There is no denying that.

It was said that my life is filled with irony - if one only knew how much truth there is in that statement. But to come to think about it - isn’t everybody’s life filled with irony? Aren’t we all just a stumbling, mumbling, bumbling ball of confusion and irony? My life has always been full of irony. The dictionary defines irony (among other definitions) as “Incongruity between what might be expected and what actually occurs” - reading that - I will definitely agree that my life is full of irony. I am expected to read my bible - to pray - to go to church - to do all these “righteousness earning” deeds. But yes I have found in the last month or so (having struggled with this for longer) that it does not “actually occur.” I feel like most of us are like that - struggling with what is expected and what actually occurs. I believe that is the great irony of the Christian walk - we are always falling despite the call to us to be holy just as He is holy.

My life has been tattered and bruised by the marks of disease. If I had to put words around this struggle, it would be Severe Depression - although there is much more to it. This disease that I constantly battle is a living hell. Like it or not - that is the truth. Although my heart longs to be ravished by God and to constantly pursue Him - the truth is that I am often sidetracked and yes even ravished by this depression and all that goes with it. The truth is that we are all ravished - by something or in most cases many things. I have been in a constant pursuit to be ravished by God - but I must admit that I have never been solely ravished by Him - nor do I think that there will ever be a time in my life where this will be - until the day that I am finally with Him.

Overboard? Yes that does seem to be a vein that runs in the body of this ragamuffin. Fortunately, this going overboard can often be a blessing. But you are right - it can often be a curse as well. I have a heart that says its either all or nothing at all. That is my heart - full of passion - whether it be right or wrong remains unseen.

Pursuing God. Resting in God. I am not sure that I see the problem here. I don’t see these as two enemies but more like two long time friends who often come along with each other. When I say pursue - I am not sure what is going through your mind or what you interpret that to mean. Your words make me think that you think it is a bad thing. I sure hope not - it was Jesus who said follow me. It was Jesus who said all that shall come after me - it was…..well I could go on. My heart must constantly pursue Him and His glory - just as I am to rest in Him and His everlasting love. I don’t think resting in God is wrong - I just don’t think that it is all there is to this God thing.

I am sorry that my life is a contradiction and full of irony. But it is. It will probably always be that way.

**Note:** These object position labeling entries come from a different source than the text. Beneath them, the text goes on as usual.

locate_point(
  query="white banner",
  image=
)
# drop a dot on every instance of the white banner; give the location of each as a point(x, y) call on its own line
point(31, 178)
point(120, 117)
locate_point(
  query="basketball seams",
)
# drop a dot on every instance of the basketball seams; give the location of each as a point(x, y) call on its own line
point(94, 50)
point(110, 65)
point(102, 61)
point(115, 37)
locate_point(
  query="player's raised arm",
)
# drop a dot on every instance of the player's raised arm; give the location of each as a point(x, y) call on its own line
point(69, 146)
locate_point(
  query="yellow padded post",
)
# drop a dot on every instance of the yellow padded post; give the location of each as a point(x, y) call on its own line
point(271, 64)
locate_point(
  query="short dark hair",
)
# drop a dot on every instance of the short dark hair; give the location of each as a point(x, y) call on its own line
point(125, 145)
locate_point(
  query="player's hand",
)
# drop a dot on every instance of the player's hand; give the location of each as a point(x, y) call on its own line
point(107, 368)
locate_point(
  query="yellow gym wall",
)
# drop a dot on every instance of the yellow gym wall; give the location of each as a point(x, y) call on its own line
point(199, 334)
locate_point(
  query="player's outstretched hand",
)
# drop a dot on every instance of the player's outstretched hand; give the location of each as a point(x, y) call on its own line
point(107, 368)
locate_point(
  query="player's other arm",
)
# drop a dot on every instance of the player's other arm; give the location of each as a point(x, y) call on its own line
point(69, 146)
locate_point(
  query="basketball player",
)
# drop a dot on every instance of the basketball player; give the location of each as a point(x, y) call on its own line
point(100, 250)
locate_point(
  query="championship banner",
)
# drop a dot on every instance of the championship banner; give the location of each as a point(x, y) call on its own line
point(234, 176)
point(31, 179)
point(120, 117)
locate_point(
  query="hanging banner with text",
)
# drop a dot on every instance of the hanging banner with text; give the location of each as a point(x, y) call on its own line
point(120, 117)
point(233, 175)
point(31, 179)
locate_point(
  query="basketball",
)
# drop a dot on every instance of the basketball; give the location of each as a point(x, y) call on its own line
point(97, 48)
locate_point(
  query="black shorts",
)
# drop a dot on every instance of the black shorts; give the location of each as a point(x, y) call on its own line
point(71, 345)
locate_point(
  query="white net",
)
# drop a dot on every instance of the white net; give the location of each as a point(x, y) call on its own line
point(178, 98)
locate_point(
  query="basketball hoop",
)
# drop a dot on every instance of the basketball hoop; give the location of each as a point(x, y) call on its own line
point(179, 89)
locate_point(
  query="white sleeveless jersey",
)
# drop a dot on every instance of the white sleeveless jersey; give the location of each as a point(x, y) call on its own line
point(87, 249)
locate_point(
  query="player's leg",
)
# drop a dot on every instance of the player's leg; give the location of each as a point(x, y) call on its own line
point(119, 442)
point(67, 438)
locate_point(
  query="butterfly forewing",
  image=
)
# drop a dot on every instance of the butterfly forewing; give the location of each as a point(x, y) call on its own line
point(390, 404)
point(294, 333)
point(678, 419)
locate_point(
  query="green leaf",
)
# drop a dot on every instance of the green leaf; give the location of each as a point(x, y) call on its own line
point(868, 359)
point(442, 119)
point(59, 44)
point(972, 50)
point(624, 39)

However, I do believe that if you would look just a little closer - you would see your life full of irony as well. But then again - maybe not.

Until then.........

Sunday, December 05, 2004

Dreams......

Well thought that I would leave you with another one of my "works" - until next time


At times - dreams
Seem
To fade
Like the closing of the day.
They come and go
Easy to stray.
These elusive dreams fade
Away
Leaving them for you to recreate.
There is no way
To make
Them remain
So you’re left to pretend
That they will never end.
You begin
To befriend
Thoughts to comprehend
Of when
You will again
Formulate more dreams and then
Contend
To defend
The new hopes that are born within.
You fear that they too
Will flee from you
Then what will you do?
Will you pursue
To renew
Your views
Or choose
To lose
Or refuse
To continue.
Dreams can be such a funny game.
They can bring fame
Or shame
Upon your name.
You wonder if they are in vain
And ascertain
Whether disdain
Is part of the gain.
You try to maintain
Some kind of vision
That keeps you wishing
And reminiscing
For dreams that have been
On your mind every now and again.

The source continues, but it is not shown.